Posted by ESC on February 14, 2008 at 22:03:
In Reply to: Re: I would sooner eat dog... posted by Baceseras on February 14, 2008 at 16:38:
: : : Do phrases come under certain grammar categories such as "I would sooner eat dog sick than play football" in other words you would rather do something really disgusting than something thats not too bad. We would like to know if the above type of phrase has a name?
: : As far as I know, it's just a comparative expression, like "Some men would rather eat pizza than have sex." It may not obviously be a comparison, but "than" is used as it is in other comparisons. And it CAN be considered a comparison. Which would you rather do? Compared to playing football I'd rather eat dog-sick. (Is there really such a word as dog-sick?) It's quite possible that various technical terms are applied to the elements in the expression by linguists and grammarians, but as far as I know none are considered useful for ordinary purposes in the construction or analysis of sentences of this type.

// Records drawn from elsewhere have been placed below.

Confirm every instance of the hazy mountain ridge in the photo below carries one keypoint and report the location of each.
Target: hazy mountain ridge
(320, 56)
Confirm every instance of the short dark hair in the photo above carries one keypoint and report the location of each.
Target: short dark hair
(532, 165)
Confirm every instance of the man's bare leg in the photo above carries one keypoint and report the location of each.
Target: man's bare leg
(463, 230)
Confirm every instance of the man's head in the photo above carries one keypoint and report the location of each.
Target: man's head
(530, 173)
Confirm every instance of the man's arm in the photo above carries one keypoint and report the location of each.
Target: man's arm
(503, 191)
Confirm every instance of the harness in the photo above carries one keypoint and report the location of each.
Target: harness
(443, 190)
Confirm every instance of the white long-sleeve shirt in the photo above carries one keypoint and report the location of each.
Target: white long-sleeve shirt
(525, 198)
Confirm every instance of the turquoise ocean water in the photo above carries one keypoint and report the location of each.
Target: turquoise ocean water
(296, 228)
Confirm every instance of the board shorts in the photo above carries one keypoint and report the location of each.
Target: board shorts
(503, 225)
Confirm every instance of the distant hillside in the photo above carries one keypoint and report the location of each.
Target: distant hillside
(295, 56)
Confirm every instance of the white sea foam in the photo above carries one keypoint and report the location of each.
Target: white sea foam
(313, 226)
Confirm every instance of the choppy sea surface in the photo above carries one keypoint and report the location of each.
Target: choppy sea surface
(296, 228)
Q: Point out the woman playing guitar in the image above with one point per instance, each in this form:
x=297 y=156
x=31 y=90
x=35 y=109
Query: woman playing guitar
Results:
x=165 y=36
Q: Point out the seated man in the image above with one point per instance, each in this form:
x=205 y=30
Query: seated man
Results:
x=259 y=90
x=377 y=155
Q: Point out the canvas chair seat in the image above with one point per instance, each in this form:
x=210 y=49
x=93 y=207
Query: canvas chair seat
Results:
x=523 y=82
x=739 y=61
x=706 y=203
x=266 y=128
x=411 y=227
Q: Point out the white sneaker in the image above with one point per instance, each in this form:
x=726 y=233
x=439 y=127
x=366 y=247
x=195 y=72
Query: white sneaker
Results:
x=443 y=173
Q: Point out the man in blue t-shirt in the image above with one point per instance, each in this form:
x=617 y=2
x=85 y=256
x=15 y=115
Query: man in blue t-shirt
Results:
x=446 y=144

However, mine is a simplistic approach that you many not find useful.
: : SS
: As a comparison, it could possibly classed among the rhetorical tropes known as "syncrisis", but this could be faulted because your sample phrase simply takes advantage of the natural grammar of English ("rather ... than") rather than devising a "turn". An example of a true syncrisis should put the two halves of your comparison in parallel clauses, such as, "Let them play football if they like --- for that matter, let them eat dog sick if they like."
: This comparison implies a reaching beyond mere dislike (your true feeling about football) all the way to disgust (your exaggerated expression of this dislike). Exaggeration for effect is called hyperbole.
: The introduction of terms intended to provoke disgust is sometimes called cacozelia --- although caution with using this word: 'cacozelia' also, and in fact primarily, means *inadvertently* causing disgust by unnecessarily using rare words.
I would rather be dragged through hell backwards.